TSPDT placing: #305
Directed by: John Huston
Written by: C.S. Forester (novel), James Agee, John Huston (adaptation), Peter Viertel, John Collier (uncredited)
Starring: Humphrey Bogart, Katharine Hepburn, Robert Morley, Peter Bull
I can't imagine anybody not enjoying a thrilling romantic adventure like The African Queen (1951). Though it may not pack the emotional punch of The Treasure of Sierra Madre (1948) or Moby Dick (1956), this is nonetheless John Huston at his most entertaining, thanks largely to the impeccable chemistry between two of Hollywood's all-time most charismatic stars. In 1914, as the outbreak of WWI disturbs even the remote depths of wild Africa, Humphrey Bogart – grizzled, gruff and coarse – must form a tentative alliance with prim and proper British spinster Katharine Hepburn, if they are to triumph over the evil forces of Germany. With only the vague objective of somehow sinking the feared German warship, the Louisa, the two near-strangers strike out downriver in Bogart's small but resilient steam-powered supply boat, the African Queen. A continual bombardment of jungle obstacles, both natural and human, frequently threaten their survival, but the more prevailing question is whether or not the two polar-opposites will be able to survive each other!

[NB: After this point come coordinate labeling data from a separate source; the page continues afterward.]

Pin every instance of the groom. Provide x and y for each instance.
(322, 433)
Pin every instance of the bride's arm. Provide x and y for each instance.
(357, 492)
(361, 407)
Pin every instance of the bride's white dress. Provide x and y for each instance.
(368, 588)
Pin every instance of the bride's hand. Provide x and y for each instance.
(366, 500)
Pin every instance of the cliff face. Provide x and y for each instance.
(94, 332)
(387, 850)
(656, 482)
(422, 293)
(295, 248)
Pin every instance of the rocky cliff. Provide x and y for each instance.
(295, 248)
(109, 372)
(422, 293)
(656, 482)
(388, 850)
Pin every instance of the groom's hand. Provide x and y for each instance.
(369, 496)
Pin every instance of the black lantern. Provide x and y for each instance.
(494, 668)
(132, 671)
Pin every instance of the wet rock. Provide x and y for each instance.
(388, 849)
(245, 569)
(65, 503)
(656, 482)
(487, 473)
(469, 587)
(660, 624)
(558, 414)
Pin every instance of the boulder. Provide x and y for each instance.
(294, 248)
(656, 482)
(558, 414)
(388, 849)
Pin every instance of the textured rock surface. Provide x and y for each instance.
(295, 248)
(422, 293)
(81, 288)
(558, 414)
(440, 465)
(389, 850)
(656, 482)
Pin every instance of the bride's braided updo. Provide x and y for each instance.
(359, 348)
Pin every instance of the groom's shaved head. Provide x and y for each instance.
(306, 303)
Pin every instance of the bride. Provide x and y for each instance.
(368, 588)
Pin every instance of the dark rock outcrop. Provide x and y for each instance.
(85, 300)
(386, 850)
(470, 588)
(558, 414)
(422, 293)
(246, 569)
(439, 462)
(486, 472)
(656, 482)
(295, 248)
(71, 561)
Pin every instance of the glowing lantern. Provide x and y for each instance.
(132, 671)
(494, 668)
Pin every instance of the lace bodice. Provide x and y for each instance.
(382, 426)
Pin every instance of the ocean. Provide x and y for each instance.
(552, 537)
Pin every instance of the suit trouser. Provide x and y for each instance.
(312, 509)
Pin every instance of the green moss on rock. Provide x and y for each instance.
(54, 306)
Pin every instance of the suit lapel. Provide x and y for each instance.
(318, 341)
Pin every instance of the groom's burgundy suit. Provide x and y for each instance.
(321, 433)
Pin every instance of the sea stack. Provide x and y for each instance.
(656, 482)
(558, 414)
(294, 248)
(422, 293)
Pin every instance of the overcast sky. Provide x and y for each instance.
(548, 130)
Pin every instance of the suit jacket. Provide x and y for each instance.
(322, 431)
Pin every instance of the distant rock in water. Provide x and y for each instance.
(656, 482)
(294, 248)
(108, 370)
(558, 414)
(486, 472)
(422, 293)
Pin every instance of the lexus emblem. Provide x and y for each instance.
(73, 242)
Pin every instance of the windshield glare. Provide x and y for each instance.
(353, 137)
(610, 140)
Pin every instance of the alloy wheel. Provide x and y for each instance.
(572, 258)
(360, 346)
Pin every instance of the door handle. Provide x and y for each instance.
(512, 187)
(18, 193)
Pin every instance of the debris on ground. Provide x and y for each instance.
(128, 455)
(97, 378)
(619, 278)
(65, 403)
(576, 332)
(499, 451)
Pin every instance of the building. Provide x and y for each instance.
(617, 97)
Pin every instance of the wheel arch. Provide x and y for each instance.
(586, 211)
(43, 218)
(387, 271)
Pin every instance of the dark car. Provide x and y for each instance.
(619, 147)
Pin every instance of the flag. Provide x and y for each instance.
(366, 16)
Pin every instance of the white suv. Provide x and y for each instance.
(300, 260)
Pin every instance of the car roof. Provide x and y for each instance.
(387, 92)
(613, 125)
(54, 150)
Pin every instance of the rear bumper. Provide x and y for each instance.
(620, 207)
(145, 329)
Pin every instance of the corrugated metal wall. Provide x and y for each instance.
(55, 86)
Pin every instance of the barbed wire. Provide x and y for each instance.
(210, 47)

John Huston's rousing adventure was largely filmed on location in Africa, though many of the white-water sequences were obviously shot before a rear-projection screen in London; fortunately, these optical effects are far less distracting on a cinema screen. It can often be problematic to build almost an entire film around just two characters, but Bogart and Hepburn are clearly up to the challenge, sharing a chemistry that is infectiously entertaining. Whether they're engaged in awkwardly-formal conversation, at each other's throats, or falling in love, every line of dialogue (from a screenplay by John Huston and James Agee) is an absolute delight, all the more so because we know that Charlie and Rose will eventually end up in each other's arms. At either end of the adventure, Robert Morley lends some pathos to the tale as Rose's humble missionary brother, who dies following a German raid; and Peter Bull, though perhaps too cartoonish to entirely fit the film's overall tone, adds some lighthearted humour as a temperamental enemy captain.
Just what is it about The African Queen that has made it such an enormous viewer favourite? I think that much of this has to do with Huston's predominantly lighthearted approach to the material – if you're not gripping your seat in excitement, then you're laughing at the interactions between the two leads. However, there's also a less-pronounced political commentary at play. Reverend Sayer's death might been viewed as symbolising the inevitable death of British Colonialism. That Bogart's roguish, hard-drinking North American (he's actually a Canadian) effectively conquers the prudishness of Hepburn's formal British spinster may likewise be taken to foreshadow the United States' rise as the world's most influential superpower. All politics aside, I find it amusing that just last week I attended a cinema screening of Francis Ford Coppola's Apocalypse Now (1979), in which an intrepid team of soldiers venture into the darkness upriver. Just consider The African Queen as that film's polar opposite – for this time we're going downriver, and we're gonna have a rollicking good time.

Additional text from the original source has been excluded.